5 Incredible Health Benefits of Friendly Bacteria
1. Improve lactose digestion – Approximately 70% of the global population doesn’t produce lactase, an enzyme which is needed for lactose (milk sugar) digestion. Lactose intolerance often remains undiagnosed and can cause significant gut related and even wider health problems. Up to 10% of patients with IBS may simply have undiagnosed lactose intolerance. Fermented dairy products such as kefir, which contain naturally high levels of good bacteria, have been shown to improve lactose tolerance, likely due to the ability of friendly bacteria to produce lactase and help with lactose digestion. Probiotic supplementation with specific strains has also been shown to improve lactose digestion in those with lactose intolerance. In one study, the addition of high dose L. acidophilus NCFM® to milk was found to improve lactose digestion and reduce common symptoms of lactose intolerance including bloating, diarrhoea and gas in 9 out of 10 children with lactose intolerance.1
2. Prevent urinary tract infection (UTI) - Recurrent urinary tract infections (UTIs) are common in women and are associated with decreases in vaginal levels of friendly ‘Lactobacilli’ bacteria and an overgrowth of harmful bacteria. Lactobacilli are the dominant type of bacteria in the vaginal flora. Research has shown that L. acidophilus NCFM® may be a suitable probiotic strain for the prevention of UTIs in women.2 In another study, probiotic supplementation with Saccharomyces boulardii was found to be a useful support for the management of UTIs in children.3
3. Protect against bowel cancer - Some microbial enzymes are thought to promote the production of carcinogenic compounds, and a typical Western diet, high in animal protein and low in dietary fibre may actually increase the activity of these harmful enzymes. Three human trials have demonstrated the ability of L. acidophilus NCFM® to significantly reduce the activity of these enzymes at a daily dose of 10-100 billion bacteria.4-6
4. Blood sugar balance – If you’ve ever experienced a mid-afternoon sugar craving, you’ll know exactly what a blood sugar dip feels like. One of the less well known roles of the gut microbiome is to support the way the body handles sugar, ultimately leaving you with more balanced energy and less likely to crash (into a bar of chocolate!) from a blood sugar dip. According to animal research studies, the gut microbiome may have a significant influence on the way the body handles sugar, and a 2010 placebo-controlled human trial found that supplementation with L acidophilus NCFM® for 4 weeks supported blood sugar balance compared with placebo.7
5. Mood & brain function – The gut-brain axis has been a hot topic in recent months, and rightly so. We now know that the gut microbiome has a massive effect on pretty much every aspect of health, including how you think and feel, and we also know that there is a close relationship between gastrointestinal disorders such as IBS and psychological problems such as anxiety and depression. Research into this area is still in its infancy, however early findings are starting to show the potentially vast impact the gut microbiome has on mood and brain function. In a 2018 study, researchers concluded that increased gut bacteria diversity may help to improve patient’s mood.8
1. Montes RG, Bayless TM, Saavedra JM, Perman JA. Effect of milks inoculated with Lactobacillus acidophilus or a yoghurt starter culture in lactose-maldigesting children. J Dairy Sci. 1995 Aug;78(8):1657- 64.

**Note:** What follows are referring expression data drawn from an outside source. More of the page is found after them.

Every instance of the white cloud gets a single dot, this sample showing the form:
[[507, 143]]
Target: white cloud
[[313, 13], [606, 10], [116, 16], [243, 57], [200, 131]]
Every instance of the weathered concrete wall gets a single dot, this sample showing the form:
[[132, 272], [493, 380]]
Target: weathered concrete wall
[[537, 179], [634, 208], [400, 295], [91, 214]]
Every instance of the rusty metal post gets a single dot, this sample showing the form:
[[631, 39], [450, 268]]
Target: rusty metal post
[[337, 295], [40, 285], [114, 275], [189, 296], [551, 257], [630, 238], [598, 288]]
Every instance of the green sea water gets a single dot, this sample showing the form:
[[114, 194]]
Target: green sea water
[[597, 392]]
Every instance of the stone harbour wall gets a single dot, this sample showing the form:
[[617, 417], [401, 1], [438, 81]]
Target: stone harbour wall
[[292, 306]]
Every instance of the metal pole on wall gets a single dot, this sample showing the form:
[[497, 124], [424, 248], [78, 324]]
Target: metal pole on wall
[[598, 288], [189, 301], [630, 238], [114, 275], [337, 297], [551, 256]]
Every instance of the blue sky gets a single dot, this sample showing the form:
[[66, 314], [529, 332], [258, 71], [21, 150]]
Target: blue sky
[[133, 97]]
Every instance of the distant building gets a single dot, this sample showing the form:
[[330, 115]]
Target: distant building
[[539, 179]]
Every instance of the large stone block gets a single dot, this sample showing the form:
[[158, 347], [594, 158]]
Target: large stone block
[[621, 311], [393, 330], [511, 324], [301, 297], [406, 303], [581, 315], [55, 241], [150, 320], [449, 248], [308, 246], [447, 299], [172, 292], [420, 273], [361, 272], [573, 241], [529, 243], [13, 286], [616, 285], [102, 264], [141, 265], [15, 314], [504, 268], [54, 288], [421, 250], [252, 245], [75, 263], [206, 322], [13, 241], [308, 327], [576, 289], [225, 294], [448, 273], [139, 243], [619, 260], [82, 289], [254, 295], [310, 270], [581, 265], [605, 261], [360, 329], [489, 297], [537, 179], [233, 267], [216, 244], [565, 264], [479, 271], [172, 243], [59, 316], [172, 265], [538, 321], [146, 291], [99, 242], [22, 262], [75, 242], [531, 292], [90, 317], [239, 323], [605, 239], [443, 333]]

2. Reid, G. 2000. In vitro analysis of a dairy strain of Lactobacillus acidophilus NCFM as a possible probiotic for the urogenital tract. Int. Dairy J. 10:415–419.
3. Akil I, Yilmaz O, Kurutepe S, Degerli K, Kavukcu S. Influence of oral intake of Saccharomyces boulardii on Escherichia coli in enteric flora. Pediatr Nephrol. 2006 Jun;21(6):807-10.
4. Goldin B.R., S.L. Gorbach. The effect of oral administration on Lactobacillus and antibiotics on intestinal bacterial activity and chemical induction of large bowel tumors. Dev Indust Microbiol 1984; 25:139-150.
5. Goldin B.R., L. Swenson, J. Dwyer, M. Sexton, S.L. Gorbach. Effect of diet and Lactobacillus acidophilus supplements on human fecal bacterial enzymes. J Natl Cancer Inst 1980; 64(2):255-261
6. Goldin B.R. and S.L. Gorbach. The effect of milk and Lactobacillus feeding on human intestinal bacterial enzyme activity. Am J Clin Nutr 1984; 39:756-761.
7. Andreasan AS, Larsen N et al. Effects of Lactobacillus acidophilus NCFM on insulin sensitivity and the systematic inflammatory response in human subjects. Br J Nutr 2010 Dec; 104(12): 1831-8
8. Kurokawa S, Kishimoto T et al. The effect of fecal microbiota transplantation on psychiatric symptoms among patients with irritable bowel syndrome, functional diarrhoea and functional constipation: an open-label observational study. J Affect Disord. 2018 Apr 12;235-506-512.